On 23 April 2018 French Prime Minister Edouard Phlippe announced a plan to boost the “circular economy”, clamping down on waste and encouraging recycling.
“One obsolescence we are convinced of today … is the model where we extract, manufacture, sell and throw away,” Philippe said on a visit to the Seb Moulinex factory in Mayenne, northern France. The electronic goods manufacturer’s plant was chosen because it has made a speciality of producing repairable products. He announced an anti-waste battle plan that will encourage recycling and incite companies to produce goods that are more robust and easier to repair.
Among the proposed measures are:
- A target of 100 percent recyclable plastic by 2025;
- Reduction of resource consumption by 30 percent by 2030;
- The creation of 300,000 jobs in the circular economy, their present number being estimated at 800,000;
- By 2020 manufacturers of electronic goods and furniture will have to inform consumers of their products’ life expectancy and how they may be repaired;
- The law on guarantees will be tightened up and a website set up for consumer complaints;
- A new industrial sector should be established for the recycling of toys, sports and DIY goods and mobile phones, of which 30 million “are slumbering in French people’s draws”, according to Philippe.

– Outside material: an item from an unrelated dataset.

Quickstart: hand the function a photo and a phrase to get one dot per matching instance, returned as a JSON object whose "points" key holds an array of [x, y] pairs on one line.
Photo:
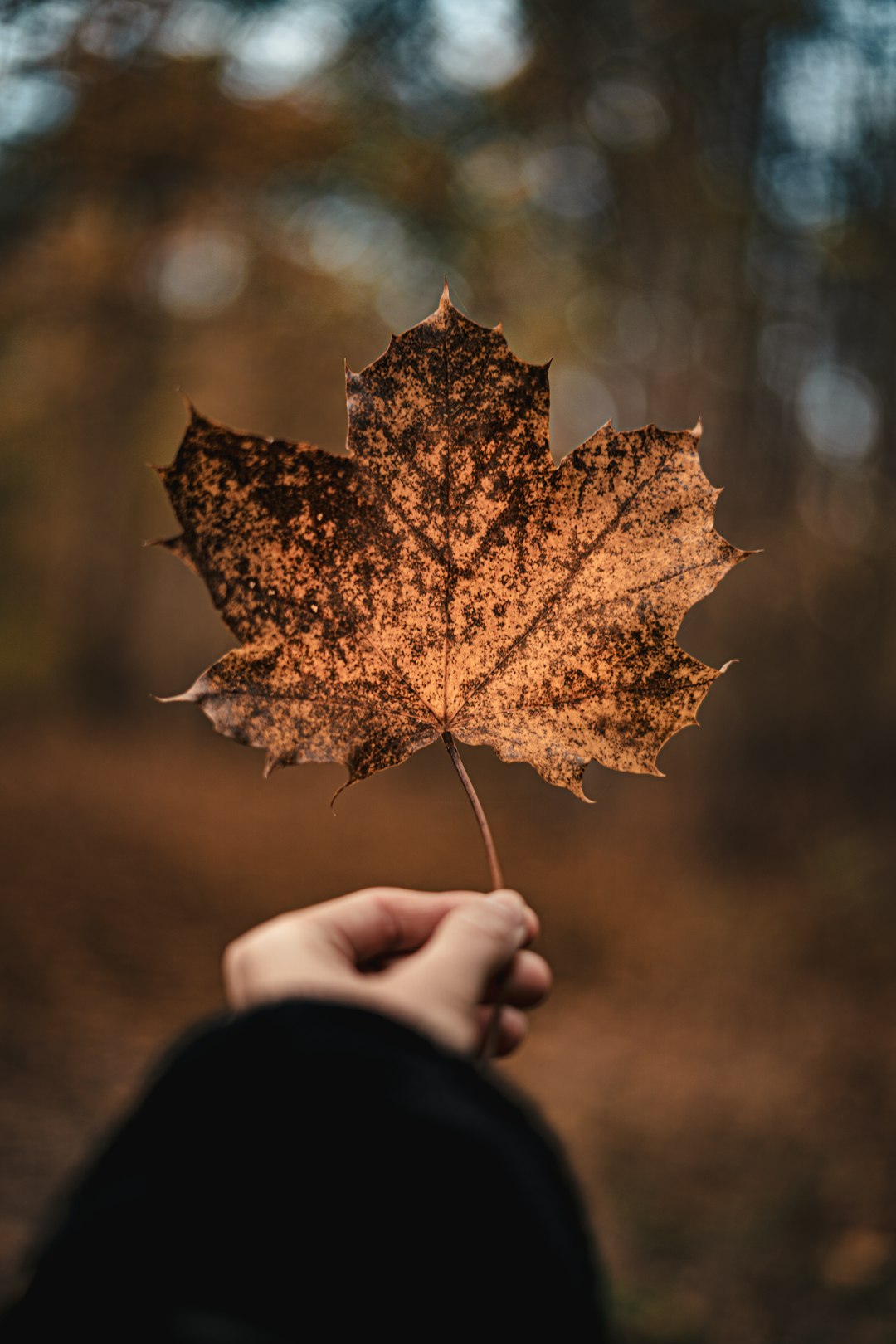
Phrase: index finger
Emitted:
{"points": [[386, 919]]}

- VAT will be reduced for recycling and the anti-pollution tax raised;
- TV licence fees will be proportionate to a household’s waste.
The building industry, which is responsible for 70 percent of France’s waste, is to be one of the bill’s principal targets.
“It’s about directing consumption towards the most robust products (…) and products that can be repaired more easily,” said Philippe. The text also plans to increase the legal compliance period (guarantee), now set at two years, at European level, and to facilitate complaints to consumers via an internet portal provided for this purpose.
In addition to the goal of “extending the life of products and developing repair”, the government plan aims to develop recycling channels. A single logo, “Triman”, will indicate for example if this or that product is recyclable.
France still has some way to go towards being waste-free. Its waste-recovery rate was 39 percent in 2014, compared to 65 percent in Germany and 50 percent in Belgium. Less plastic is recycled than the European average, with 55 percent of plastic bottles collected, compared to 90 percent in Scandinavia.